I have a N x N register array (an array which completely resides in GPU register) of a 16-bit data type (e.g. unsigned short). How much GPU registers (which are 32-bit i suppose) does it actually occupy ? N * N / 2 or N x N ?
The CUDA device compiler won’t automatically pack two 16-bit quantities into a 32-bit register.
You can discover register utilization for any particular code by using -Xptxas -v when compiling the code.
thx for the info regarding the compiler behaviour and the registrer utilization info!
In terms of register usage, it would have been etter for my use case (2-D convolution on ‘16-bit float’ images) if the compiler would pack the register arrays (and generate the necessary instructions to ‘unpack’ a 16-bit value from the upper|lower part of a 32-bit register). But there might be valid reasons for the compiler to not do it - e.g. some register bank conflicts etc.

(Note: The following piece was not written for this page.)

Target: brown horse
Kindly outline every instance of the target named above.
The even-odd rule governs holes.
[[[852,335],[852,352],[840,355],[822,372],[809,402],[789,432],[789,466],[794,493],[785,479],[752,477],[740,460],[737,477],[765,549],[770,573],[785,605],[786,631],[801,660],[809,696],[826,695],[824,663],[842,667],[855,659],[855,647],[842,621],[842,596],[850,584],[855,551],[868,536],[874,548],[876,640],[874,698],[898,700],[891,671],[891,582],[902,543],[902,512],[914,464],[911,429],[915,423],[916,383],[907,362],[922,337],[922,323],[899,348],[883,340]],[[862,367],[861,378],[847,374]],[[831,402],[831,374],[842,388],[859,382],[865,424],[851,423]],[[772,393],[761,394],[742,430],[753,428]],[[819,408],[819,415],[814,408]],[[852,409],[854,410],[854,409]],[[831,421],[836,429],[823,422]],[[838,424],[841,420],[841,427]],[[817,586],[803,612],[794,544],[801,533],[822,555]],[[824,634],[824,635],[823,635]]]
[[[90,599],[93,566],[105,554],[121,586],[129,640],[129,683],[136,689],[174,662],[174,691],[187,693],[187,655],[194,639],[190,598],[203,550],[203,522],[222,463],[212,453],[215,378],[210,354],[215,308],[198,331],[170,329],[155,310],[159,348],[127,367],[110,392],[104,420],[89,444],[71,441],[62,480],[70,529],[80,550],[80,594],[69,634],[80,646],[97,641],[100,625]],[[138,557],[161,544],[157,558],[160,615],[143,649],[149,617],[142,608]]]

@HannesF99, another option is to explicitly use the vector data type ‘ushort2’ and it will occupy 1 32-bit register.
There are also 16-bit SIMD opcodes documented in the PTX ISA guide:
While the SIMD instructions are useful for integer operations (and thus exposed in CUDA as device functions / intrinsics), I don’t see how they would help with handling FP16 data in HannesF90’s use case.
Modern GPU architectures do not support addressing the high and low half of a 32-bit register separately (something supported by sm_1x GPUs if I recall correctly) so there is no straightforward way to access 16-bit data in 32-bit register. Using extra instructions to extract and insert data would be a lot of additional work, so I do not think this makes much sense from a performance perspective and it would probably create a register allocation nightmare if implemented in a compiler.

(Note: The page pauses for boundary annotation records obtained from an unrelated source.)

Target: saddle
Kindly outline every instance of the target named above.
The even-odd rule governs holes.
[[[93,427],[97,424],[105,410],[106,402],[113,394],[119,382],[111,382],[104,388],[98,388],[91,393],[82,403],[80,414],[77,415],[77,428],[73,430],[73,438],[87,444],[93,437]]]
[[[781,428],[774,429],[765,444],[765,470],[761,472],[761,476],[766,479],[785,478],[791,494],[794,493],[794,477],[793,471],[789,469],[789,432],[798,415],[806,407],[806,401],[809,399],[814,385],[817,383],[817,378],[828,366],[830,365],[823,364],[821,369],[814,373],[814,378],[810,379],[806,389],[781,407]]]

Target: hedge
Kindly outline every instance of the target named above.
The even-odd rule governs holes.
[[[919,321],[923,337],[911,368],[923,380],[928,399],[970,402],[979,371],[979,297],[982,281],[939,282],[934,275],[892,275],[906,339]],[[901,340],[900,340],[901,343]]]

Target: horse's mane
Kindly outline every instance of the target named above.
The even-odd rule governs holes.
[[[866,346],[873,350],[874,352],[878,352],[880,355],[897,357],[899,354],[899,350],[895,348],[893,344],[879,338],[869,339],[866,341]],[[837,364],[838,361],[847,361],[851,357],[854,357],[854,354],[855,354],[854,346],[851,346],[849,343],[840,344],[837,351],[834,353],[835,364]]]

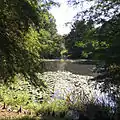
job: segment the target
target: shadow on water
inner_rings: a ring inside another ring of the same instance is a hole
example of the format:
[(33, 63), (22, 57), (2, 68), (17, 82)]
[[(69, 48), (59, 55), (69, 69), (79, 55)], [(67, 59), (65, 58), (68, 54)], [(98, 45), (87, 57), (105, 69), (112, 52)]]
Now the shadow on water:
[(44, 71), (69, 71), (73, 74), (95, 76), (92, 60), (44, 60)]

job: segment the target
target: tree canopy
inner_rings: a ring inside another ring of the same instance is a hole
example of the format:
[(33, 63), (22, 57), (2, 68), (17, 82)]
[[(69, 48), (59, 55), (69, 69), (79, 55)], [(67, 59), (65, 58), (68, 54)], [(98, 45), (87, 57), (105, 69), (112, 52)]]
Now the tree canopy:
[(37, 77), (42, 68), (40, 53), (48, 49), (43, 47), (53, 41), (51, 36), (57, 36), (55, 20), (47, 10), (53, 4), (37, 0), (0, 1), (1, 81), (23, 74), (32, 83), (41, 83)]

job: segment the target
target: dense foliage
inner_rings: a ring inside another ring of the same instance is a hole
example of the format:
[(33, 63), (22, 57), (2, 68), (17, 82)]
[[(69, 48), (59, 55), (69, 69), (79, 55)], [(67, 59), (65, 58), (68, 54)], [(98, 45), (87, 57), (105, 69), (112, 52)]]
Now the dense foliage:
[(39, 83), (36, 74), (42, 69), (40, 58), (59, 56), (62, 38), (47, 10), (53, 4), (37, 0), (0, 1), (1, 81), (20, 73), (32, 83)]

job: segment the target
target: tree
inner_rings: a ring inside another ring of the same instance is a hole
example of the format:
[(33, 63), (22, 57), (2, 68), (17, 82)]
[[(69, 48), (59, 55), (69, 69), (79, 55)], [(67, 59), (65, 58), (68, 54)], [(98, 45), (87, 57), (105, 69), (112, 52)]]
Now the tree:
[[(118, 95), (120, 87), (120, 1), (87, 0), (87, 2), (92, 2), (90, 9), (80, 12), (79, 15), (82, 15), (82, 19), (86, 21), (92, 20), (96, 26), (93, 38), (83, 41), (84, 46), (88, 43), (94, 46), (94, 57), (100, 61), (97, 70), (100, 74), (94, 80), (103, 83), (102, 91)], [(79, 5), (81, 1), (72, 3)]]
[[(38, 36), (41, 28), (47, 30), (48, 24), (43, 17), (46, 14), (44, 11), (47, 9), (43, 6), (50, 6), (51, 2), (0, 1), (1, 81), (7, 82), (19, 73), (33, 84), (42, 84), (37, 77), (37, 73), (42, 68)], [(42, 26), (43, 21), (45, 21), (44, 26)]]

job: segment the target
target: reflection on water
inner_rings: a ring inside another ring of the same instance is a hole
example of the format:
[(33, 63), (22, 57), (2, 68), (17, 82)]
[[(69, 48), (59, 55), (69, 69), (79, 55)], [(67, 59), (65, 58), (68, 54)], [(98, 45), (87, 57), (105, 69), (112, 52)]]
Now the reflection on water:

You could give the packing / unpacking approach a try by doing this manually with the __byte_perm() intrinsic. Best I know, current GPUs do not have support for operations on packed FP16 data, so a lot of packing and unpacking would be necessary, as operands need to be unpacked before being operated on as single-precision data.

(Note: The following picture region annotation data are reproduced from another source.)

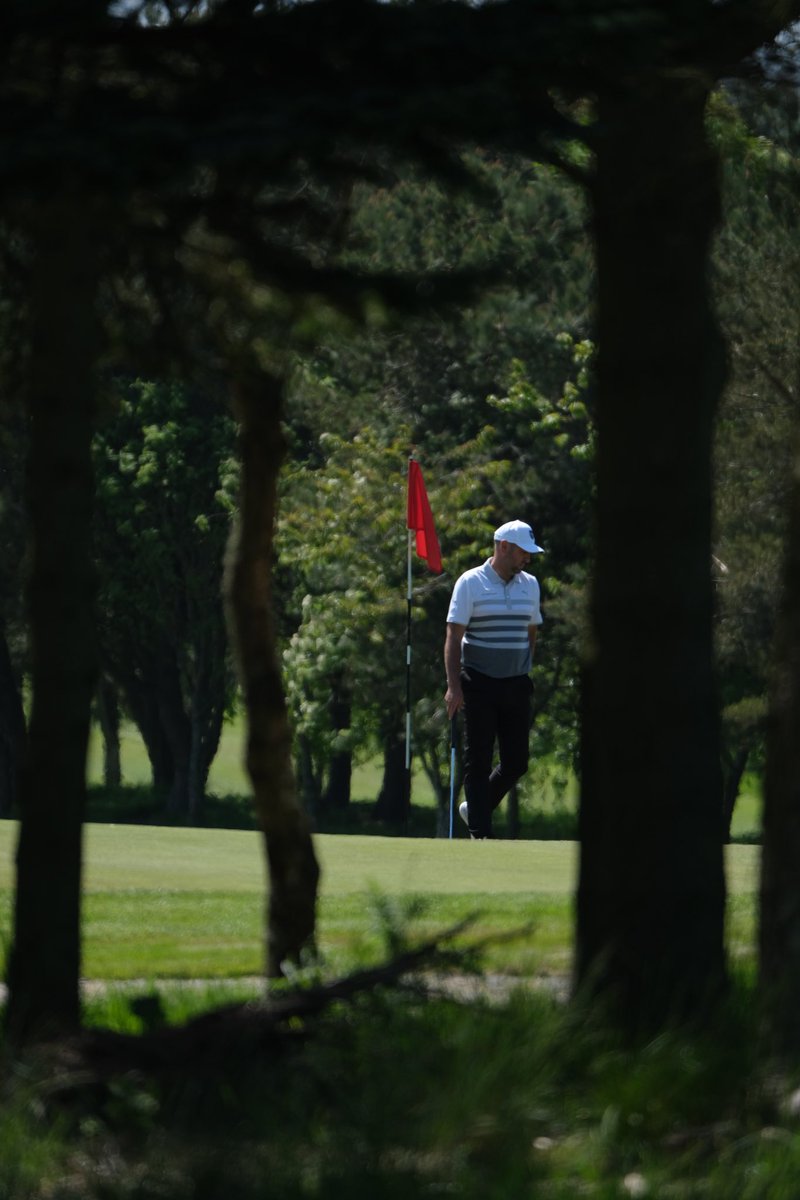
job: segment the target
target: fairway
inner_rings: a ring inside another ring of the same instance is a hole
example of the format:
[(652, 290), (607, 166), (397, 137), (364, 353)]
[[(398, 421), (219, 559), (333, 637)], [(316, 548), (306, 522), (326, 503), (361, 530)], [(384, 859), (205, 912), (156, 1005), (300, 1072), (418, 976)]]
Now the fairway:
[[(0, 821), (0, 947), (11, 936), (17, 824)], [(487, 966), (518, 976), (569, 970), (578, 847), (567, 841), (317, 835), (319, 947), (333, 970), (385, 953), (389, 904), (420, 936), (477, 914), (495, 941)], [(95, 979), (231, 979), (263, 971), (266, 872), (260, 834), (89, 824), (84, 974)], [(758, 847), (726, 851), (729, 943), (748, 954)], [(381, 918), (381, 911), (384, 917)], [(523, 942), (503, 935), (530, 926)]]
[[(17, 823), (0, 821), (0, 889), (12, 887)], [(467, 838), (368, 838), (319, 834), (323, 895), (378, 888), (386, 893), (547, 893), (569, 895), (577, 871), (570, 841), (488, 841)], [(758, 847), (728, 846), (732, 893), (754, 888)], [(91, 892), (260, 892), (264, 853), (258, 833), (89, 824), (84, 889)]]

How large is N in the use case? Modern GPUs (>= sm_35) provide quite a few registers so unless the value of N is quite large I do not see how packed storage would help a lot. Is register pressure really the most pressing performance limitation?
@HannesF99 didn’t ask about FP16 in the original question.
The question was a theoretical, “How many registers?” and not “is this a good idea?”
The ushort2 would be aliased/unioned as a u32 for the SIMD PTX instruction. As you note, the non-SIMD ops would have to be split into 32-bit 16v2>32>[operations]>32>16v2 sequences.
Additionally, SWAR-style operations could be used on u32/u16v2 registers.
Of course it would be slow if the code wasn’t a heavy user of the native SIMD ops… but it might be compact.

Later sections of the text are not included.